The structure of the play is loosely based on R.C.Sherriff’s brilliant Journey’s End – a war-ravaged, disillusioned lieutenant finds that his childhood best friend has volunteered himself into the lieutenant’s platoon. Bernie and his partners were instantly enthusiastic, and decided to take it directly to New York. This was the first mistake – and the second was the hiring, without my initial consent, of director Herb Ross, a man who seemed passionate about the piece, but who was precisely the wrong director for it. Herb bullied the cast – which included Andrew McCarthy, Matt Dillon, Wesley Snipes, and Ving Rhames. His understanding of comic timing worked fine for the first two-thirds of the play, which is quite funny, but he hit a wall when the play turned serious. He chose the wrong theatre – a Broadway house, not a smaller, more intimate off-Broadway one – and had a designer create a huge and ungainly set (which incidentally got a Tony nomination – it looked phenomenal, but was hell to work on.) Never in rehearsal did we work on the play, and it was not until the disastrous first preview and Herb’s firing that I was able to do some much-needed re-writing on the last third of the play. Michael Lindsay-Hogg, who directed Agnes, was brought in, but he was limited by the space, the set, the amount of time remaining, and the bad word-of-mouth that was spreading. By the time we opened, the play was in considerably better shape than what we started previews with, but we needed some out-of-town time to smooth out the final climactic scene, and a much different space to bring it home. The whole experience was painful for all.

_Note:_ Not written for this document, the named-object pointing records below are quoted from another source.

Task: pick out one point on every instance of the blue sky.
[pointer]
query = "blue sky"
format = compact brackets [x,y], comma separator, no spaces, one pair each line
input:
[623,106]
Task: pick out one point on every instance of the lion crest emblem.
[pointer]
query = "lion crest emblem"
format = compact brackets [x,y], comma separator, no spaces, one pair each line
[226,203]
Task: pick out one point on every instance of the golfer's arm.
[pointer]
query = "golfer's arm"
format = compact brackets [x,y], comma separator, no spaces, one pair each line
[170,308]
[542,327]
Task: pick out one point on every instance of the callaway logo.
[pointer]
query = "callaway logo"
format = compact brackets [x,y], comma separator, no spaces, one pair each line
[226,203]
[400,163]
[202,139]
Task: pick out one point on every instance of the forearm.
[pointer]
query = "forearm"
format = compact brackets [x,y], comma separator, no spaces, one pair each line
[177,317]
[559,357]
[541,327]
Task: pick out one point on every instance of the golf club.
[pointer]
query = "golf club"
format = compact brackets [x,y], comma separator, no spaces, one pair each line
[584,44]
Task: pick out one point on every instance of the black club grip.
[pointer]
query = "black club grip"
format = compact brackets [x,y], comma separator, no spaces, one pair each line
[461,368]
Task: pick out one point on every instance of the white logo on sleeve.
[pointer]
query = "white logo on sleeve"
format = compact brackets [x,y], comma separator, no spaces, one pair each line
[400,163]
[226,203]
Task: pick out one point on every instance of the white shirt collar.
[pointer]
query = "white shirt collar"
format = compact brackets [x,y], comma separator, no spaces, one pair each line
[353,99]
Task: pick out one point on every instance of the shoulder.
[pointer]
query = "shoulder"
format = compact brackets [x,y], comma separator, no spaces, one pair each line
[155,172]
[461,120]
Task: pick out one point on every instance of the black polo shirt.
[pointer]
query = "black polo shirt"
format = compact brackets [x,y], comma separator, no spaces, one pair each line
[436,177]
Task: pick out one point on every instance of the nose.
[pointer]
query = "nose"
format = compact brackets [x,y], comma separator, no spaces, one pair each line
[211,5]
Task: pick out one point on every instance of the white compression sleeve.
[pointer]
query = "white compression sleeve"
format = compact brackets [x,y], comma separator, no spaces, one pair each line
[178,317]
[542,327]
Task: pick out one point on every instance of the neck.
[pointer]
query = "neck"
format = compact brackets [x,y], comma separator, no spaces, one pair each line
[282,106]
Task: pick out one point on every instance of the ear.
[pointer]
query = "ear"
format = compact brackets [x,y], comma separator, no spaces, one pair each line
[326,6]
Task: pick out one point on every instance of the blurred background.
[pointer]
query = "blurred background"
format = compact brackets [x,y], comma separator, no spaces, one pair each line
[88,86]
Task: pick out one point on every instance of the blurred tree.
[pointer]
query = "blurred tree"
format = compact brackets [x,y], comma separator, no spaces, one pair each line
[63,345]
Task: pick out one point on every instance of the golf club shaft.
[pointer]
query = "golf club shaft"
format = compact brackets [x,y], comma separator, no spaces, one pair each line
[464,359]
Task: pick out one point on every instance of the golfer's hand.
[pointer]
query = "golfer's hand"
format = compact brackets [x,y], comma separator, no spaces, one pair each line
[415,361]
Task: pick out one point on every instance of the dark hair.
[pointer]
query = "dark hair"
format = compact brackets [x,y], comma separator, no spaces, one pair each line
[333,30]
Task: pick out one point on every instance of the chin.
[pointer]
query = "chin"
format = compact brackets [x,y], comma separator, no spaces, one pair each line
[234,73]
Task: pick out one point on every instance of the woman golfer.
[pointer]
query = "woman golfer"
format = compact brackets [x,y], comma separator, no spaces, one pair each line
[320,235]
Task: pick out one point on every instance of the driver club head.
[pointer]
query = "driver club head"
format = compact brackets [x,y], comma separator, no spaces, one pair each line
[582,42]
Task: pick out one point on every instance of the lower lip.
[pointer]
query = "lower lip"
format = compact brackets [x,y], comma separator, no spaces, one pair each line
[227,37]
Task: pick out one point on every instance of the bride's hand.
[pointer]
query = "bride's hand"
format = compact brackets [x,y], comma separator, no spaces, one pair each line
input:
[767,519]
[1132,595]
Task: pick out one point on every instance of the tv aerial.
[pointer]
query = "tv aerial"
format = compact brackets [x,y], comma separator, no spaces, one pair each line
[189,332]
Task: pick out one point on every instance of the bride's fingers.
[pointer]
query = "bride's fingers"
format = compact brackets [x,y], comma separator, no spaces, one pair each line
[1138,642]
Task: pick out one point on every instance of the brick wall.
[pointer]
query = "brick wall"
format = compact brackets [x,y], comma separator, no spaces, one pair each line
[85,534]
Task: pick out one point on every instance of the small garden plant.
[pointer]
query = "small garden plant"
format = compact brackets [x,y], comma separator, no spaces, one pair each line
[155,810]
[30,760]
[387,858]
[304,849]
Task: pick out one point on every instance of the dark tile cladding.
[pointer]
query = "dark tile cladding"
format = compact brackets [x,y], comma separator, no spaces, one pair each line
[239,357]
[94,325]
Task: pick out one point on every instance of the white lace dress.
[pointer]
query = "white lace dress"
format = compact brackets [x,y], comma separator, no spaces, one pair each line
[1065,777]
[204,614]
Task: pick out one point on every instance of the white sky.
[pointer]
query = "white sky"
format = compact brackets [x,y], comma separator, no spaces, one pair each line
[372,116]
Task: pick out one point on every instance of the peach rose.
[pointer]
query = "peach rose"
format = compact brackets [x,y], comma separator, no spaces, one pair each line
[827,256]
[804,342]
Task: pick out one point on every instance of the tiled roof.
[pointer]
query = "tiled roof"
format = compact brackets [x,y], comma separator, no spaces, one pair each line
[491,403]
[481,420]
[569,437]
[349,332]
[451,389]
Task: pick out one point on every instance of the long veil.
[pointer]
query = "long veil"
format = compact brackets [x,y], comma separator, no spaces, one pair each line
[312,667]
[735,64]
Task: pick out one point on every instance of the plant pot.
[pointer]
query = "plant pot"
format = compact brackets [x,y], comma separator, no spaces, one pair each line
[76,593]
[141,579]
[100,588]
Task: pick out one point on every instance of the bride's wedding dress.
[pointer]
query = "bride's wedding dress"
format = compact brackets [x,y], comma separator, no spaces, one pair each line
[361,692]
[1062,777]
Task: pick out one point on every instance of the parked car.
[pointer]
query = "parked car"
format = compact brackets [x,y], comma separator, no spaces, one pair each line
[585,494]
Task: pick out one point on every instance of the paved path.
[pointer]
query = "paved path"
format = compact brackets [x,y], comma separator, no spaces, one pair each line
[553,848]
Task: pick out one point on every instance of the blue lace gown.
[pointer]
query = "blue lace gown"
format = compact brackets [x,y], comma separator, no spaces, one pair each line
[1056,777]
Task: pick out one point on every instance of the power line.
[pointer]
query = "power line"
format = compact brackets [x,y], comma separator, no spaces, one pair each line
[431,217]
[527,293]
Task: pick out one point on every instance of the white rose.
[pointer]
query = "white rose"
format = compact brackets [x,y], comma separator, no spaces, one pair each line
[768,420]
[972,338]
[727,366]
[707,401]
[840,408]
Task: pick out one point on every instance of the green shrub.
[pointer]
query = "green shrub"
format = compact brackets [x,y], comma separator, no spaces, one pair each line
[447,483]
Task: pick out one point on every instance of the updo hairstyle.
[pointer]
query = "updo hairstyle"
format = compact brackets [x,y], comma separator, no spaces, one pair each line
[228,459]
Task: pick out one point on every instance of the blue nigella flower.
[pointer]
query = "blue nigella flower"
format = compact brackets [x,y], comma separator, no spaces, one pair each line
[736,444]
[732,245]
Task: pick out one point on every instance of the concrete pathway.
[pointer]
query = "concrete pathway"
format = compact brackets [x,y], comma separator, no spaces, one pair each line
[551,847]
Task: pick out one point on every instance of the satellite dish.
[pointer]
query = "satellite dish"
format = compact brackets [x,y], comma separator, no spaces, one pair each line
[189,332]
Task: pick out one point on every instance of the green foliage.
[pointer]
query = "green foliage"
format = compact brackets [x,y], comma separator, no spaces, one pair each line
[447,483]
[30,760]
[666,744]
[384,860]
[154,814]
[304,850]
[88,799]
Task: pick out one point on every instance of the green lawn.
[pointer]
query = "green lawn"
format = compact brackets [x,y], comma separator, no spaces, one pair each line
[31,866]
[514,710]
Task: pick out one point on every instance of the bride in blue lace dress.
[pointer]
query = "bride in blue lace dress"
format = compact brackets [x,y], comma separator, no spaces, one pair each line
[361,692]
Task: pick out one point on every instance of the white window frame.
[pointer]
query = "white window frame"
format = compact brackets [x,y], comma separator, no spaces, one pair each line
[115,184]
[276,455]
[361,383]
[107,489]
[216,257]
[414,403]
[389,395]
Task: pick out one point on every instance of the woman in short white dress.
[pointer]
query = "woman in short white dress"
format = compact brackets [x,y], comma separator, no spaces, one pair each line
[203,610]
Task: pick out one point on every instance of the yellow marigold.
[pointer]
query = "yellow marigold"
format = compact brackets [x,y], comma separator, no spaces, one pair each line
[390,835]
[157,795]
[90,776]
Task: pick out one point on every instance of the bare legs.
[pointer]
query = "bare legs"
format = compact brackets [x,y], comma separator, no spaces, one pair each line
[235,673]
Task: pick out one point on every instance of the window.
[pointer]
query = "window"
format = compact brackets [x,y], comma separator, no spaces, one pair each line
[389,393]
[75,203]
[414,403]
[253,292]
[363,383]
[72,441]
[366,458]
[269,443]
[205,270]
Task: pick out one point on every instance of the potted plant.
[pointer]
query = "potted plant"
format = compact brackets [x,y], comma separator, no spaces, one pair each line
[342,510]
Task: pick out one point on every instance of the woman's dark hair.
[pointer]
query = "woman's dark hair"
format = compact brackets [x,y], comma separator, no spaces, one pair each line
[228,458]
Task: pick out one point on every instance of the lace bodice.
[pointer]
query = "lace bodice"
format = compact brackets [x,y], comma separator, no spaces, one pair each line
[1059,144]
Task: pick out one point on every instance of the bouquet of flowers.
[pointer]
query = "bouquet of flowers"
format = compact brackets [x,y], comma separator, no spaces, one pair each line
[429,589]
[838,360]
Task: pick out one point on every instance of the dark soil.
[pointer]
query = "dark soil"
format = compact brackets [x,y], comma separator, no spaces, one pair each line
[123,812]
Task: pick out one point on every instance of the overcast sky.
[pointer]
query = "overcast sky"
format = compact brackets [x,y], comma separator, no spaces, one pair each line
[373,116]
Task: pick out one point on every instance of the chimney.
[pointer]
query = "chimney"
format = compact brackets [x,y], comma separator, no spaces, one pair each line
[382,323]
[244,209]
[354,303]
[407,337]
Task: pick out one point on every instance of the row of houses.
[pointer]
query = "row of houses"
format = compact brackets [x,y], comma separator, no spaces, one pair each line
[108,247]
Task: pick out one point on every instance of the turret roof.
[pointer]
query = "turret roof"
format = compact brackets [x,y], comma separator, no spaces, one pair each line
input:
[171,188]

The play has such a dark ending that – once it
is over – it leaves the audience in no mood
for applause.
A few years later I got an opportunity to direct a production of the play at Penn State. This time it all worked beautifully: the space was small, the set gorgeous and workable, and I was able to finish the play and see my vision realized. The cast was extraordinary – all of them students, but as fine as the Broadway cast, and much happier.
The play has such a dark ending that – once it is over – leaves the audience in no mood for applause. I worried about this for years, until I saw a production of Journey’s End at the Shaw Festival in Canada. The audience there was also left exhausted, breathless, hands in lap – preferring silence to approval.